Hız, teknik ve sosyal yorumların birleşimi, heavy metal ve thrash sahnesindeki sayısız grubu etkilemiştir. Ayrıca, thrash metalin öncüleri olarak temel kimliklerini her zaman korurken, mizah anlayışları ve farklı sesleri denemeye istekli olmalarıyla da övgü almıştır.
Discography Highlights
| Year | Album | Notable Tracks |
|---|---|---|
| 1984 | Fistful of Metal | “Deathrider,” “Metal Thrashing Mad” |
| 1985 | Spreading the Disease | “Madhouse,” “A.I.R.” |
| 1987 | Among the Living | “Caught in a Mosh,” “Indians” |
| 1988 | State of Euphoria | “Antisocial,” “Be All, End All” |
| 1990 | Persistence of Time | “Got the Time,” “Blood” |
| 1993 | Sound of White Noise | “Only,” “Black Lodge” |
| 2003 | We’ve Come for You All | “Safe Home,” “Nobody Knows Anything” |
| 2016 | For All Kings | “Breathing Lightning,” “Evil Twin” |
Antraks Hakkında İlginç Gerçekler
- Joey Belladonna’nın Dönüşü: Grubun ikonik vokalisti Joey Belladonna, 2005 yılında Anthrax’a yeniden katıldı ve klasik kadroyu yeniden bir araya getirerek grubun köklerine geri döndü.

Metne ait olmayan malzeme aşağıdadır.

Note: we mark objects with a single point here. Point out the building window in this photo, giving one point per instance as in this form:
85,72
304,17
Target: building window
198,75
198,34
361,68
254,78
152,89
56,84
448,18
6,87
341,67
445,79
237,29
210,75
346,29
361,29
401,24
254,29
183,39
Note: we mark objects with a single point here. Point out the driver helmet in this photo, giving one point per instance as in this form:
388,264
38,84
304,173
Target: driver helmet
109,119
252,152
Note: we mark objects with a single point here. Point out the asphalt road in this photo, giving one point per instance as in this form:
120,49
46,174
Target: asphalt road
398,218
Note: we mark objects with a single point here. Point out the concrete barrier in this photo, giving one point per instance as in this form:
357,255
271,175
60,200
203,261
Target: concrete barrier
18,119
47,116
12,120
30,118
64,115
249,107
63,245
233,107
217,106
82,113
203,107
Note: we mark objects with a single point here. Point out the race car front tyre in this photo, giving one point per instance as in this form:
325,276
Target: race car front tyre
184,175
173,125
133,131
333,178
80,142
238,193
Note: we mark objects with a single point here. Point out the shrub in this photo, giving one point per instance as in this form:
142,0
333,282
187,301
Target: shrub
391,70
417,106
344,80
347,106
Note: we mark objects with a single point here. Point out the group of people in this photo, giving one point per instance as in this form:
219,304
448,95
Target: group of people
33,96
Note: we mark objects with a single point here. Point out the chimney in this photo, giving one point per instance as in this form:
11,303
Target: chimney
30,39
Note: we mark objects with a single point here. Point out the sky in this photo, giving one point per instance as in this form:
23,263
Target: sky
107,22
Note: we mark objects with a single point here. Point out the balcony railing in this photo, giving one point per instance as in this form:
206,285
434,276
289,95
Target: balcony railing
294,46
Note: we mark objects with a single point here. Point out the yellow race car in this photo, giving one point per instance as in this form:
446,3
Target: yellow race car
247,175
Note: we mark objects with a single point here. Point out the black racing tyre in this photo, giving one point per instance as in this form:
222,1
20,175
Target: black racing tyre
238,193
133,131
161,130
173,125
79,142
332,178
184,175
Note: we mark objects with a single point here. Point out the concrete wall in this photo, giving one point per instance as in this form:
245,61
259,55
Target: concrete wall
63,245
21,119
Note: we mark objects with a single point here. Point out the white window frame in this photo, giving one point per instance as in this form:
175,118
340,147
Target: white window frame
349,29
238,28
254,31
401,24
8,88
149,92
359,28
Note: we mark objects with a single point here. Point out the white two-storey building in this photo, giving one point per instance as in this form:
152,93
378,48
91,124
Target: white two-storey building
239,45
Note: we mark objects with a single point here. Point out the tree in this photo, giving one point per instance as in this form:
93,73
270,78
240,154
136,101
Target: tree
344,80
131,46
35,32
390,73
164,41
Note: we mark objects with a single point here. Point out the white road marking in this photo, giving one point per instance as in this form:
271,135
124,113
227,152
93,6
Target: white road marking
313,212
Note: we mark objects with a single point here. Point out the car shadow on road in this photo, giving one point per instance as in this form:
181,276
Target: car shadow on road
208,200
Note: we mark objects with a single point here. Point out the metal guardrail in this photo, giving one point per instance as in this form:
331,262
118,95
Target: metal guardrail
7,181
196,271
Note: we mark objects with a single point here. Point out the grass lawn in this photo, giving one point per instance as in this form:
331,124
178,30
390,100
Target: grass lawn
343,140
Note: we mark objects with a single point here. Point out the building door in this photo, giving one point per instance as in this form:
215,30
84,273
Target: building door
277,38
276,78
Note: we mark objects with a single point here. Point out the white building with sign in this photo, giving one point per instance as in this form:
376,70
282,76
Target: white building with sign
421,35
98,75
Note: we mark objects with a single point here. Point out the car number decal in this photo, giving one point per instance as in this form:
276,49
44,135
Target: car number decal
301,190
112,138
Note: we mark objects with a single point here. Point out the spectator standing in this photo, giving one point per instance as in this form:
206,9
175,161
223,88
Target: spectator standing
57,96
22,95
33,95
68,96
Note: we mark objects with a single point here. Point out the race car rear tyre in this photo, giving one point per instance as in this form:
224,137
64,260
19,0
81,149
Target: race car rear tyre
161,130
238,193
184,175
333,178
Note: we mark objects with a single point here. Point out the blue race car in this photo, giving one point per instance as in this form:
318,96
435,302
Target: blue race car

- Anthrax’ın Metalcore Üzerindeki Etkisi: Anthrax, thrash metal ile hardcore punk unsurlarını birleştiren metalcore ve thrashcore türlerinin gelişiminde büyük bir etkiye sahiptir.
- Komedi ve Mizah: Yoğun ve genellikle karanlık müziklerine rağmen, Anthrax her zaman mizah anlayışına sahip olmuştur ve bu, müzik videolarında ve canlı performanslarında açıkça görülmektedir. Güçlü müzik sunarken imajlarıyla da eğlendikleri bilinmektedir.